Tuesday, April 7, 2009

On DVD in Taiwan: Hormones

Last year's award-winning romantic comedy, Hormones (Pid Term Yai Huajai Wawun, ปิดเทอมใหญ่ หัวใจว้าวุ่น) has been released on DVD in Taiwan. Correction: But no English subtitles.

Directed by Songyos Sugmakanan (Dorm, Fan Chan), GTH's ensemble romance intertwines four stories about young lovers over the summer school holiday.

  • A pair of hyper-competitive schoolboys (Charlie Trairat and Michael Sirachuch Chienthaworn) race to win a girl's phone number.
  • A sensitive geek (Ratchu Surajaras) makes a play for the campus queen (Chutima Theepanat).
  • A teenybopper (Focus Jirakul) is crazy about a Taiwanese pop star (Lu Ting Wei).
  • A slacker college guy (Chanthavit Sunasewee) has his faithfulness to his long-time sweetheart tested when he impulsively accompanies a bikini-clad Japanese tourist (former AV star Sora Aoi) to the Full Moon party.

Hormones picked up several awards, including a Jury Prize at last year's Asian Marine Film Festival in Japan, and Focus Jirakul swept Thailand's film awards for best supporting actress, including trophies for the Subhanahongsa, the Bangkok Critics and Kom Chad Luek awards.

The DVD is NTSC and Region 3 encoded. It's available at YesAsia.

(Thanks Logboy!)


  1. Nothing on the YesAsia product description suggests that the DVD has English subtitles. It only lists Traditional Chinese subtitles.

  2. I e-mailed YesAsia and they looked into it. Confirmed, no English subtitles. Here's hoping for a Hong Kong release that does have English subtitles.

  3. Thanks for checking into that Kevin. Too bad! I've amended the post to reflect there's no English subs.

  4. I'm back. And I found a site that sold an English subtitled version of the movie. After viewing the movie myself, I suspect it is legit as Golden Screen Cinemas is the company that GMM Tai Hub sold the distribution rights to in Malaysia.

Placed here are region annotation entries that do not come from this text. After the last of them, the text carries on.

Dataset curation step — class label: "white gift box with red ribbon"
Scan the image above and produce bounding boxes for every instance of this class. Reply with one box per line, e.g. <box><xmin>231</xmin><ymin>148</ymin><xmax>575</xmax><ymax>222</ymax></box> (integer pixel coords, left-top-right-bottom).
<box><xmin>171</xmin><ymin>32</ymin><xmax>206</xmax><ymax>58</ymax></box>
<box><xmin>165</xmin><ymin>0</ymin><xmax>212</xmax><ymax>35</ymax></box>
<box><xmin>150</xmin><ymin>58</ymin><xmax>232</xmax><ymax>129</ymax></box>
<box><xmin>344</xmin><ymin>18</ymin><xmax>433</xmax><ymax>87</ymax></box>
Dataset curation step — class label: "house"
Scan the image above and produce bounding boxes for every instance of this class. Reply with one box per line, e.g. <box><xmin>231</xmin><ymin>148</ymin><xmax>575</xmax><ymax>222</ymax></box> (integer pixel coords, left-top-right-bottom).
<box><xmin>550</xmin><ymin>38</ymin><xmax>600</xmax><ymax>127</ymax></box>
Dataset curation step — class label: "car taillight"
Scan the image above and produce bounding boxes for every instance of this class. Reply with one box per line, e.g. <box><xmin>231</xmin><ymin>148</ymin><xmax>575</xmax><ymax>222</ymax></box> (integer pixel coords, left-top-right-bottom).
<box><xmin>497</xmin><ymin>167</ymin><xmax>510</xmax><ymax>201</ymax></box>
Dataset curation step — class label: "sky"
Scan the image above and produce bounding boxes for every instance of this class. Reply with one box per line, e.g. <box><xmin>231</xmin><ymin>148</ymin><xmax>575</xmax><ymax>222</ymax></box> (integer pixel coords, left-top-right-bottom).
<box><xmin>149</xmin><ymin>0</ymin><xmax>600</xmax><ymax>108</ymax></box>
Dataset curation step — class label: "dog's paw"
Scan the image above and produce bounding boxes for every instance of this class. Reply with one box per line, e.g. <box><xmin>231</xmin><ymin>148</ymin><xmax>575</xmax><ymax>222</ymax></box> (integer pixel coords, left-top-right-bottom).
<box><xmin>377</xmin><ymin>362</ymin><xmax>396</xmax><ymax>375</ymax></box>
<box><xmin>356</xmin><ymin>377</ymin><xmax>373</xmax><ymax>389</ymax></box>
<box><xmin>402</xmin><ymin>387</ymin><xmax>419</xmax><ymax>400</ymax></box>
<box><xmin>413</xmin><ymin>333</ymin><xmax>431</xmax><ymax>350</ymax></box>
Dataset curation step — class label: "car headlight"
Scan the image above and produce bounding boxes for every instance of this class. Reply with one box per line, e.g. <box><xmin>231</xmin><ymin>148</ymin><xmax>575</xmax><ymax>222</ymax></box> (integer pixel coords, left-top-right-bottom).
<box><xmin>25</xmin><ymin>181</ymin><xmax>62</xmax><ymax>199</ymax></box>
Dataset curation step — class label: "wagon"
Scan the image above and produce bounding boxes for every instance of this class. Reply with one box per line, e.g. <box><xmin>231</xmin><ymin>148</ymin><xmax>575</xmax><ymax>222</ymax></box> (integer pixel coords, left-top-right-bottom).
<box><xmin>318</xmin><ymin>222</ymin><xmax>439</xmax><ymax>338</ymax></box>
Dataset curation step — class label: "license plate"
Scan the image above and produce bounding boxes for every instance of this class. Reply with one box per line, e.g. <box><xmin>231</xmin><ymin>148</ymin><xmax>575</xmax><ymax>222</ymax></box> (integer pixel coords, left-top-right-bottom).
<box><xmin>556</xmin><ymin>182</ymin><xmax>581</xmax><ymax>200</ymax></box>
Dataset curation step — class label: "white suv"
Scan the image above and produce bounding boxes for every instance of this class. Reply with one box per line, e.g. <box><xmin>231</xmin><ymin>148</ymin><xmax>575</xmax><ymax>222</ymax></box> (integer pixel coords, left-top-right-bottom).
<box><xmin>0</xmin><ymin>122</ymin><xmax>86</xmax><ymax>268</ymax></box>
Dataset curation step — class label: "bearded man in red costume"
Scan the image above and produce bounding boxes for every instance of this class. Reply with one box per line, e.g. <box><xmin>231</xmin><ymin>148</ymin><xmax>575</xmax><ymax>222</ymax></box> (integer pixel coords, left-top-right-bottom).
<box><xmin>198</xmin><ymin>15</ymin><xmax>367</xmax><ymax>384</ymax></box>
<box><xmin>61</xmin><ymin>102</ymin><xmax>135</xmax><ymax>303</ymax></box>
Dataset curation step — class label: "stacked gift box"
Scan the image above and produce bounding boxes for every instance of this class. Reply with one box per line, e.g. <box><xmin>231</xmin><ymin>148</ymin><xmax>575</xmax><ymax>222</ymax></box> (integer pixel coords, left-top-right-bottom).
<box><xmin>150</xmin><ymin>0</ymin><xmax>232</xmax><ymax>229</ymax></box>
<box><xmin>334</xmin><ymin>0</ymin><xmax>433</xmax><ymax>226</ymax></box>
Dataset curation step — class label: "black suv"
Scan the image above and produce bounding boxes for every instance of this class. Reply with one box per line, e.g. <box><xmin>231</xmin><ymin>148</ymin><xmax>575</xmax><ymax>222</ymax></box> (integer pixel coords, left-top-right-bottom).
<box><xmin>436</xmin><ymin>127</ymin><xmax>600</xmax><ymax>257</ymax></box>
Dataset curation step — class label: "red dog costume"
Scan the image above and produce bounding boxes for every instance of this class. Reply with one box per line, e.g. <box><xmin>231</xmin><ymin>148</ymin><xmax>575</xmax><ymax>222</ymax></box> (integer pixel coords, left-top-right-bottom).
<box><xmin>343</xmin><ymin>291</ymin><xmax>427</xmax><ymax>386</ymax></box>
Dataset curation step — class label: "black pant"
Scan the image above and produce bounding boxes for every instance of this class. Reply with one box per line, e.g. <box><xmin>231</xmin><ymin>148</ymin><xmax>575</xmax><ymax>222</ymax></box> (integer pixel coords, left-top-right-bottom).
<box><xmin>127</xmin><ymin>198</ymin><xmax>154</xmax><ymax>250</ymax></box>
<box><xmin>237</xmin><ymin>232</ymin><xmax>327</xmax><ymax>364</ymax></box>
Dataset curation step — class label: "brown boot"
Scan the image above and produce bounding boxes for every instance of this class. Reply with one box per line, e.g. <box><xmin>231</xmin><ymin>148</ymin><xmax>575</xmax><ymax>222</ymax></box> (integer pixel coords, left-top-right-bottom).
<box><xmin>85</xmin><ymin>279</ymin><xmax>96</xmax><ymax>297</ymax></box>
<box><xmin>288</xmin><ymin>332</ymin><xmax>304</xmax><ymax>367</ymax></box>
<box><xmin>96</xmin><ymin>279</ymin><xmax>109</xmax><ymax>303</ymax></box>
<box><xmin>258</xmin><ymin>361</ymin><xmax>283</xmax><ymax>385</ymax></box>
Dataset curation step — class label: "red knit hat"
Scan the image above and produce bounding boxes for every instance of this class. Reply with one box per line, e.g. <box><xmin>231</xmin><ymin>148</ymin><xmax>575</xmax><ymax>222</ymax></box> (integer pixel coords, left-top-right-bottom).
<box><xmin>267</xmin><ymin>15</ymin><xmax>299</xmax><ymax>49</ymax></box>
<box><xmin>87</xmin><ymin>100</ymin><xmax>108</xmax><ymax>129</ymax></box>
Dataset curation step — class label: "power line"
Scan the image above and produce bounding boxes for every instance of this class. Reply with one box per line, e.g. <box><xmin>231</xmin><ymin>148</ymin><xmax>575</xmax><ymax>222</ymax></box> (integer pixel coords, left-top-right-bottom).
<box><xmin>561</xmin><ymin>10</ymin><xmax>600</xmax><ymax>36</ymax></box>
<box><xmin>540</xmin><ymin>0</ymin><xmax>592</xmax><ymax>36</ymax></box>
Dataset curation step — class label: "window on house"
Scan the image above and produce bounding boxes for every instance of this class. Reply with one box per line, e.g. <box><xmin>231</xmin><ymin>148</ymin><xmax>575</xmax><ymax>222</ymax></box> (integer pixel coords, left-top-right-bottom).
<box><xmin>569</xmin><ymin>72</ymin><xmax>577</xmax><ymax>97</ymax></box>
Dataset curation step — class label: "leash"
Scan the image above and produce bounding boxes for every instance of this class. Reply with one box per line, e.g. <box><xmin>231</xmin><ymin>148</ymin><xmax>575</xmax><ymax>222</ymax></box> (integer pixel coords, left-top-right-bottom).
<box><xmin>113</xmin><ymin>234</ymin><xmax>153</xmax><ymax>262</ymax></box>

    Confirm something for me, seeing as you saw the movie theatrical, I suspect with English subtitles. Did the subtitles you read seem to go out of their way to make certain jokes, such as language-specific puns (which this movie certainly had a lot of), have English equivalents? Even if the translation is blatantly incorrect? That's what happened with the subtitles here. I don't mind if the intent is to make sure humor is preserved, but it might support the belief that this is a legitimate release and not a bootleg as DVDs from Malaysia are notorious for.

    While my experience with the site was relatively good (fast response to customer inquiries for the most part), based on testimony, it seems other people have had less favorable experiences. And a few products they have are clearly bootlegs (especially their selection of anime), even though I'm pretty certain Hormones DVD is not.

    The product was also initially misrepresented on the site, where it was listed as PAL rather than NTSC, which I suspect is really Golden Screen Cinema's fault because the back of the DVD case lists it as NTSC, but it is really PAL and I only got it to work on my computer.

    A major annoyance of course, but one that I'm going to have to continue dealing with if I'm going to keep looking toward Asia for movies to watch. What to do about that Japanese movie Departures that I really want to see...I swear this whole Region Coding/NTSC vs PAL thing is a global corporate conspiracy...

  5. I've been meaning to post an update about this. You can also get it from Singapore at MovieXclusive, which I've dealt with in the past and I've met some of the guys involved with it, so I trust them.

    English subtitles will never be perfect. For culturally specific things, they might totally miss the point. One example I can think of is when band names are mentioned in a movie, like a Thai band like Asanee-Wasan, but instead of directly translating that, the subtitle writer will opt to use an inapproporiate American band name, so Asanee-Wasan becomes Red Hot Chili Peppers. What?

    The whole PAL/NTSC thing makes my head hurt. In Thailand, it doesn't matter. TVs and DVD players are equipped to deal with both kinds of encoding.